Task force member and property owner Merlyn Ruddle agreed. “I feel like were being pennywise and tom-foolish,” if the taskforce doesn’t “engage those guys (the consulting firm) to help us design” the implementation, she said.

City staff then spoke of “leveling the playing field” by creating disincentives for retail stores, which are displacing restaurants who can’t afford the high rents, and incentives for restaurants.

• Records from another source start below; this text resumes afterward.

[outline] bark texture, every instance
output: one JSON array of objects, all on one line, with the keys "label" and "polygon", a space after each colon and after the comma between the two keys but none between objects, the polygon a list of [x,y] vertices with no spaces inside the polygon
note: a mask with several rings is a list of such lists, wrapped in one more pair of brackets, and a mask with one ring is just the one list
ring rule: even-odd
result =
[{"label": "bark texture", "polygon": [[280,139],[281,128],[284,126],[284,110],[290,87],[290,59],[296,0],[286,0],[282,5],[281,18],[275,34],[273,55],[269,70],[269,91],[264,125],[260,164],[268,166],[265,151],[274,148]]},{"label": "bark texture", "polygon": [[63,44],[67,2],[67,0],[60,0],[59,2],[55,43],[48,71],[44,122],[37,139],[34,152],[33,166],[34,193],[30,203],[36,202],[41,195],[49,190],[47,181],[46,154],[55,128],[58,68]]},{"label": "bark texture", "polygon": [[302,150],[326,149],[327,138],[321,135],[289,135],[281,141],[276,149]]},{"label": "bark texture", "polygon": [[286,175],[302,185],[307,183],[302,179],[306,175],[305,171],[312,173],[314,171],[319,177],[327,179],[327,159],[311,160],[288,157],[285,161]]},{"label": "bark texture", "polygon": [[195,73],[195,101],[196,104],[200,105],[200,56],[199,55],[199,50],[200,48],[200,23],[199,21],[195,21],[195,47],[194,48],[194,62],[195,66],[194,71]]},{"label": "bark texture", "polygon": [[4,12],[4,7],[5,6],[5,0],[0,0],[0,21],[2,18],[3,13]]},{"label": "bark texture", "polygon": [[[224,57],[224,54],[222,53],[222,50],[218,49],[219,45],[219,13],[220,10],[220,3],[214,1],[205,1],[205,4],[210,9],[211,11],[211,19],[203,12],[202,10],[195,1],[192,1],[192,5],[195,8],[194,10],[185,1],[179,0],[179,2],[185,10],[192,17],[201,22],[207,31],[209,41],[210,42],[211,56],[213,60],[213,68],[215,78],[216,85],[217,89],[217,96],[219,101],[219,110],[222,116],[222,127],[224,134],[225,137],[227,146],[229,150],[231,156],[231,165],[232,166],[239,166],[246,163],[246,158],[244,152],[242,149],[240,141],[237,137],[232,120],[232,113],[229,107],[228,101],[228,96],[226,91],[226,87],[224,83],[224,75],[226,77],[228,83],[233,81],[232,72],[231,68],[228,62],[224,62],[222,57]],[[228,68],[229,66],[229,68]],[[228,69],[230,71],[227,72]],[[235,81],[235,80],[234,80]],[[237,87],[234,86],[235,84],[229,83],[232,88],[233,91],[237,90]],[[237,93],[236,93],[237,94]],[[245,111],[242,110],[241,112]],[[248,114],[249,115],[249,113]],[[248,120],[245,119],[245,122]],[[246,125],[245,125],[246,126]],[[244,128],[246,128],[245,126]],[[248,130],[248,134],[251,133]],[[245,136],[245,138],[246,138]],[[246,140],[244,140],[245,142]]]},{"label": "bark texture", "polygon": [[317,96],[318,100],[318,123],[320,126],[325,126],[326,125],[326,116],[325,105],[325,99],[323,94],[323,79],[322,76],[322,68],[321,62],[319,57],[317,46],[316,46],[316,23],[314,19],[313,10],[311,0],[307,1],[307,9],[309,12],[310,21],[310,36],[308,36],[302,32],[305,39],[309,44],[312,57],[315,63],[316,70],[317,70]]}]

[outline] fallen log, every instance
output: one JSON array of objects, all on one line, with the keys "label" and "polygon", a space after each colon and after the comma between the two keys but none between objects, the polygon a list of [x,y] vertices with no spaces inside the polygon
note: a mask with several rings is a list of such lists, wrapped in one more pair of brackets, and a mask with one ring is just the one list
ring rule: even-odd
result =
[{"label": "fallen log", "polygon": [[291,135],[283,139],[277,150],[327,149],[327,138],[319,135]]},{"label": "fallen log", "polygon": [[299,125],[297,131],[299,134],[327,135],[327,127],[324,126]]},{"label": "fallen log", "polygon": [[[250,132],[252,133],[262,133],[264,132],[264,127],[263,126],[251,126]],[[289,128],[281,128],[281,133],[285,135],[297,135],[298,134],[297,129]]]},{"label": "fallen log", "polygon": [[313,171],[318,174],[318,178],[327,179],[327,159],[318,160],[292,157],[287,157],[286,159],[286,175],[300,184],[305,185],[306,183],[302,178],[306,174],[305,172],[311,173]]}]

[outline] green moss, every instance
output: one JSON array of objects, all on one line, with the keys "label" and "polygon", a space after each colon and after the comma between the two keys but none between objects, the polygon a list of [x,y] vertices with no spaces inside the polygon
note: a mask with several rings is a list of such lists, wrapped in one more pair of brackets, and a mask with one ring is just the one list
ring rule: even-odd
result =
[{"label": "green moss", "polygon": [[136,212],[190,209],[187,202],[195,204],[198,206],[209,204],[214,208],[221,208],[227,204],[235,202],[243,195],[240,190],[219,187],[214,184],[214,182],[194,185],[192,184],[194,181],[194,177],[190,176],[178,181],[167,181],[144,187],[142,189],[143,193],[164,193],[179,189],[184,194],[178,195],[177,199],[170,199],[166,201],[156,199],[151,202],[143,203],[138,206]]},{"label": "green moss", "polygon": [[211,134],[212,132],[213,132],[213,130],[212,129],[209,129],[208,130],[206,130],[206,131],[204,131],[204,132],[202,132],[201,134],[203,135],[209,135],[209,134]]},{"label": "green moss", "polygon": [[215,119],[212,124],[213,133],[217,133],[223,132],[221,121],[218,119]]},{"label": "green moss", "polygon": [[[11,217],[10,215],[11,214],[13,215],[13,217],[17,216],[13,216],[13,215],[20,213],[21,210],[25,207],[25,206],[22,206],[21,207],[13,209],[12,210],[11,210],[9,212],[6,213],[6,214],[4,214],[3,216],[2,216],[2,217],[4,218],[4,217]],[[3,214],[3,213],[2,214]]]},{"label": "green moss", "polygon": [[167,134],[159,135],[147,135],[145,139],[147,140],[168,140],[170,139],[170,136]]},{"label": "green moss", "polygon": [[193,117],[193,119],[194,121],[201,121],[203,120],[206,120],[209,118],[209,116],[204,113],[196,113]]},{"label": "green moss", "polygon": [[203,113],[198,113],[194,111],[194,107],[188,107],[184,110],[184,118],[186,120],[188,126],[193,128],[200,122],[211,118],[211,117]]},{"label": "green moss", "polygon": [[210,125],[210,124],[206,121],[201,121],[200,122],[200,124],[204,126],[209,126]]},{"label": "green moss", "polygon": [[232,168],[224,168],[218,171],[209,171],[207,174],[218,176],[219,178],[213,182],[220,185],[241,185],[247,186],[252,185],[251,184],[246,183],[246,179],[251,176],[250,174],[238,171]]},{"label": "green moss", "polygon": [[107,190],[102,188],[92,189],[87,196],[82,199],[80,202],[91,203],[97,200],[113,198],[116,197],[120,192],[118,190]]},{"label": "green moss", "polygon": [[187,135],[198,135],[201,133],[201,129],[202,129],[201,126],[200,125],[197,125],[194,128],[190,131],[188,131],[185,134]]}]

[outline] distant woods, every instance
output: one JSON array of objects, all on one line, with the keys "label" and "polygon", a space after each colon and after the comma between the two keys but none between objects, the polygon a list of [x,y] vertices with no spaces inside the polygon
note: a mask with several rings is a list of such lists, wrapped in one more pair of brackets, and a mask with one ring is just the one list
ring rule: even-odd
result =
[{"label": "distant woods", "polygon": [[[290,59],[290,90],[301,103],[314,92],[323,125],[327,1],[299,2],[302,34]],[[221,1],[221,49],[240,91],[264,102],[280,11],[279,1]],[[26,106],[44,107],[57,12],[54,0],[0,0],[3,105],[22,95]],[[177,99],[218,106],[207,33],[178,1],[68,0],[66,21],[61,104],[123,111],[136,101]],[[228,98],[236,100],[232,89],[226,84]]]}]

But the plan, which would require changing the current regulations didn’t go over with taskforce members who worried hat it would be discriminatory.

“It might start with good intentions,” said Katz, “but it’s going to end with ‘do I like you,’” referring to the possible abuse of the added regulatory powers if retail stores were burdened with extra approval requirements.

Other incentives to bolster the number of restaurants included streamlining the permit process for eateries that serve alcohol and exempting Downtown restaurants from requiring permits other than a business license to operate.

As it stands “it is very hard to open a restaurant” Downtown, said Kathleen Rawson, the executive director of the Bayside District Corporation. “Getting through the process, just takes forever.”

Councilman Michael Feinstein, who chairs the taskforce, instructed the members to listen to the options, go home, draft a list of recommendations, and come back at the next meeting March 4th prepared for a long, productive brainstorming session where all the philosophical arguments can be aired.